Amazon threw down the gauntlet against terrestrial competitors today by announcing that Kindle and Kindle app customers can borrow and purchase Kindle books from more than 11,000 local libraries in the United States.
In essence, these first 11,000 local libraries just became a chain of local bookstores for Amazon's catalog of virtual books.
The move will create a twist in the already highly competitive book-selling landscape, pitting the Kindle against devices like the Nook, which allows users to download books, for a fee, when they visit their local bookstore.
It's an extension of the lending library idea we wrote about earlier.
Kindle users will be able to sync a borrowed book's margin notes with Facebook or Twitter for a little literary graffiti.
"Normally, making margin notes in library books is a big no-no," says Jay Marine, director, Amazon Kindle. "But we're fixing this by extending our Whispersync technology to library books, so your notes, highlights and bookmarks are always backed up and available the next time you check out the book or if you decide to buy the book."
Customers use a local library's website to search for and select a book to borrow.

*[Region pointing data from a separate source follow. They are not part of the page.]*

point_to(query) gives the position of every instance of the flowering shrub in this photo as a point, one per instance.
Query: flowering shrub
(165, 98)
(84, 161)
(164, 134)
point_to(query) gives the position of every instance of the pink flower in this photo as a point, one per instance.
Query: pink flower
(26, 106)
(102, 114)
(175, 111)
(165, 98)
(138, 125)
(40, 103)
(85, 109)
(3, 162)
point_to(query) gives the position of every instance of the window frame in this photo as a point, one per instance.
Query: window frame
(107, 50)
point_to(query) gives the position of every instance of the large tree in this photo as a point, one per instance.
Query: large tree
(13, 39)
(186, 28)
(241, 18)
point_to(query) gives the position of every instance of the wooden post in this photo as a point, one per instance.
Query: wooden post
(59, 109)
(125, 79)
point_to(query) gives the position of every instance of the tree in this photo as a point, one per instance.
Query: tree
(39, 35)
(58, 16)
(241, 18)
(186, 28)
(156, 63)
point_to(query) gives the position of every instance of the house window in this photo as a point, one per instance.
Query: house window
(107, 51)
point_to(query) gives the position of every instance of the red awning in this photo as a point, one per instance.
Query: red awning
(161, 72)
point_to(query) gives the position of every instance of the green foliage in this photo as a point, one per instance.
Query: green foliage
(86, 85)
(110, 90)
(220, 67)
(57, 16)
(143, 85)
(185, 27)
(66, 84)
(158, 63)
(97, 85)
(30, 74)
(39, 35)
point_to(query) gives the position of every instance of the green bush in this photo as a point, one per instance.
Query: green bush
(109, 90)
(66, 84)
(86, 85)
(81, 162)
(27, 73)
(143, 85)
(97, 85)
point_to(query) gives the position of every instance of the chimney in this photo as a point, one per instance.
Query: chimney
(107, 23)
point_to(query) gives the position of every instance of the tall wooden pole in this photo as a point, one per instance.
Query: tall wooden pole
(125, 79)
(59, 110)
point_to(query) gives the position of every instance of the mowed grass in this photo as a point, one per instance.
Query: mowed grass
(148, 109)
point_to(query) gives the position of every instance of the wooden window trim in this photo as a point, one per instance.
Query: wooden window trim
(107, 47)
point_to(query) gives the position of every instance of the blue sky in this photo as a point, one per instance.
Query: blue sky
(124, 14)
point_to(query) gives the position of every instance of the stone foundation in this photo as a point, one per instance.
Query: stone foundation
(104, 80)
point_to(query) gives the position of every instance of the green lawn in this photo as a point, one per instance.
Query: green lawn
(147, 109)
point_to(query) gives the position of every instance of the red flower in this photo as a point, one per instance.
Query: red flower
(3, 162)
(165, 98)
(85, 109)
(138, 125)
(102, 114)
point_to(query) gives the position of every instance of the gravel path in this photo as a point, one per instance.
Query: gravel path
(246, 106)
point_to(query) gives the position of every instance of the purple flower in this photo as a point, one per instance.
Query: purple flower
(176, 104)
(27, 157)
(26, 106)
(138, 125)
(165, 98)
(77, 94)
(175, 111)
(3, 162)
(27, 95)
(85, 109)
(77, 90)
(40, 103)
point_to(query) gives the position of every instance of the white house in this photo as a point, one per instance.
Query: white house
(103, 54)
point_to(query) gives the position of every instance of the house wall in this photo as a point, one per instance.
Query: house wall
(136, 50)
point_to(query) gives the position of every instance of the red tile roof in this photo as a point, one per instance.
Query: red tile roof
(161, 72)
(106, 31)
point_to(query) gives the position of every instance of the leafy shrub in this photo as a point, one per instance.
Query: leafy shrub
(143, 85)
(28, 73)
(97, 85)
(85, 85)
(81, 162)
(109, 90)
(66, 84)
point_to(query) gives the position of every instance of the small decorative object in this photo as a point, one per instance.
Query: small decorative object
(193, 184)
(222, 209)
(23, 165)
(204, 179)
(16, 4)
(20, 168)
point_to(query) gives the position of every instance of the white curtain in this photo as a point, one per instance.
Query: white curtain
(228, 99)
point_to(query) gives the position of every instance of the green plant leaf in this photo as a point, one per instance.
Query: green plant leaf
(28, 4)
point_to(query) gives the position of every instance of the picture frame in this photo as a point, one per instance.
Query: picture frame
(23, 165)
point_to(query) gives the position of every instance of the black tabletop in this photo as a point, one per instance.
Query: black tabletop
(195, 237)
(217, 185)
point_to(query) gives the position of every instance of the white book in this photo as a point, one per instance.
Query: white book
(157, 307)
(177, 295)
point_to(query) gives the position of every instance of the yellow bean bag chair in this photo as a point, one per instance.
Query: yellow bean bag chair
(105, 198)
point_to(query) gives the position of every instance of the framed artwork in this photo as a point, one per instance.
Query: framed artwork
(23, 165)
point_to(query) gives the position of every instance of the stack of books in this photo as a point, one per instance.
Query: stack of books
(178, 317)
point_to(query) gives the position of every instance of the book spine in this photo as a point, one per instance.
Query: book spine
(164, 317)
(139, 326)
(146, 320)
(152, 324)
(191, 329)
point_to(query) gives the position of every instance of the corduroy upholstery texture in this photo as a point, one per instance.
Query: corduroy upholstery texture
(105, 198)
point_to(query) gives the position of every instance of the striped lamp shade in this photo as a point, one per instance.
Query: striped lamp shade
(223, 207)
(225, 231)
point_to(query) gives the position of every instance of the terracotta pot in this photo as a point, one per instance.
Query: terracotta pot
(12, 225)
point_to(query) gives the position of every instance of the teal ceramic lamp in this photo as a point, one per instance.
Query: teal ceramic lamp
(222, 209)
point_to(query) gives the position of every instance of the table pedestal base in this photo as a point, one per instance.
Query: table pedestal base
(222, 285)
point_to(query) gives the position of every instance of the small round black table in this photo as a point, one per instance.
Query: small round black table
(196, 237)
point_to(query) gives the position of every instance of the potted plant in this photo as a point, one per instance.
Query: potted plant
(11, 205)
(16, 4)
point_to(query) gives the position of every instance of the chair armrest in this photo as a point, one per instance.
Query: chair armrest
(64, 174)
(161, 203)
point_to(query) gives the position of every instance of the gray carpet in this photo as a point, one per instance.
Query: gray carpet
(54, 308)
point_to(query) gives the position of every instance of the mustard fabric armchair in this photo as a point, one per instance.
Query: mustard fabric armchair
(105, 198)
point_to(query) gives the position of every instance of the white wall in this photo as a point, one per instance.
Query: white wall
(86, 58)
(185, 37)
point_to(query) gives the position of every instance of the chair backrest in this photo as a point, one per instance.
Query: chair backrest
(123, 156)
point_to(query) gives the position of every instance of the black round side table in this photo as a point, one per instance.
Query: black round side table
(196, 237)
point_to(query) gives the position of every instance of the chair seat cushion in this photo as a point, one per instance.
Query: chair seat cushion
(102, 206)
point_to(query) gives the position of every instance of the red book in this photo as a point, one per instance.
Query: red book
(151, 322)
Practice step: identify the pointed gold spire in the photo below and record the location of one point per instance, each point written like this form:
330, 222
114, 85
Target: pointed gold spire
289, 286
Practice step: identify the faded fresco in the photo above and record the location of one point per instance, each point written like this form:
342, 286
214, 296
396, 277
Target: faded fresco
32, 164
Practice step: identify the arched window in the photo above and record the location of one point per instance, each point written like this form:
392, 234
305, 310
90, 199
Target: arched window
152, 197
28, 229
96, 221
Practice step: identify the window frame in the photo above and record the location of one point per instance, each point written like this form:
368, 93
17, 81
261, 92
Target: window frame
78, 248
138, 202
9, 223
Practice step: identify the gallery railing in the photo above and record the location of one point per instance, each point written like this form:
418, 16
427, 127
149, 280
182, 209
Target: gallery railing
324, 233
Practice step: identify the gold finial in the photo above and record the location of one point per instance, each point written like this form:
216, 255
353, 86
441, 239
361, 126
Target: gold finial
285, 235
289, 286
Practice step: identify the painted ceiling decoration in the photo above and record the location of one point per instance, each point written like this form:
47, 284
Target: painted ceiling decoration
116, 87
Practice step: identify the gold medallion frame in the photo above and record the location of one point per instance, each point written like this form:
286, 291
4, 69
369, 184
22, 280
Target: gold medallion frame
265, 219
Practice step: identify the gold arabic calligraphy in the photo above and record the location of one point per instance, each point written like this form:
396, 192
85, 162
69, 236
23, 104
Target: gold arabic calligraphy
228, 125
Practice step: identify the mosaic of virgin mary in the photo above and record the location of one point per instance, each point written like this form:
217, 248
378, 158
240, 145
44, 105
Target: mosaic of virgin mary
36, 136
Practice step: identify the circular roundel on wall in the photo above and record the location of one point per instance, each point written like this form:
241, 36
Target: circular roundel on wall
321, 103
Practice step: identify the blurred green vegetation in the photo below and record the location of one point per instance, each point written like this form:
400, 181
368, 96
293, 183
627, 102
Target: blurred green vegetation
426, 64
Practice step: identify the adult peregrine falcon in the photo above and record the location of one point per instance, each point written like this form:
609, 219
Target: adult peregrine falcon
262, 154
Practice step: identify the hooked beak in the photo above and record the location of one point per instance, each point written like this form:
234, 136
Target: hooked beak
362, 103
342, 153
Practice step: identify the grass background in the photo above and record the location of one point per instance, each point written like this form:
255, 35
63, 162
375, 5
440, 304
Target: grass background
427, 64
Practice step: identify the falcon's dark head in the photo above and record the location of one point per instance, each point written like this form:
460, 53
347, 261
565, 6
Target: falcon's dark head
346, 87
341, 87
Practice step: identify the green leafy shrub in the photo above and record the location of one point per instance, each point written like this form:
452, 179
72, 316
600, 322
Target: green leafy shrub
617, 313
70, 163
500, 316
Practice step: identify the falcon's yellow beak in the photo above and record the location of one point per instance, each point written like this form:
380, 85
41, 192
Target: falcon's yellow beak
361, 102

Once they choose a book, customers can choose to "Send to Kindle" and will be redirected to Amazon.com to login to their Amazon.com account and the book will be delivered to the device they select via Wi-Fi, or can be transferred via USB, the company said in an announcement.
Customers can check out a Kindle book from their local library and start reading on any generation Kindle device or free Kindle app for Android, iPad, iPod touch, iPhone, PC, Mac, BlackBerry or Windows Phone, as well as in their web browser with Kindle Cloud Reader.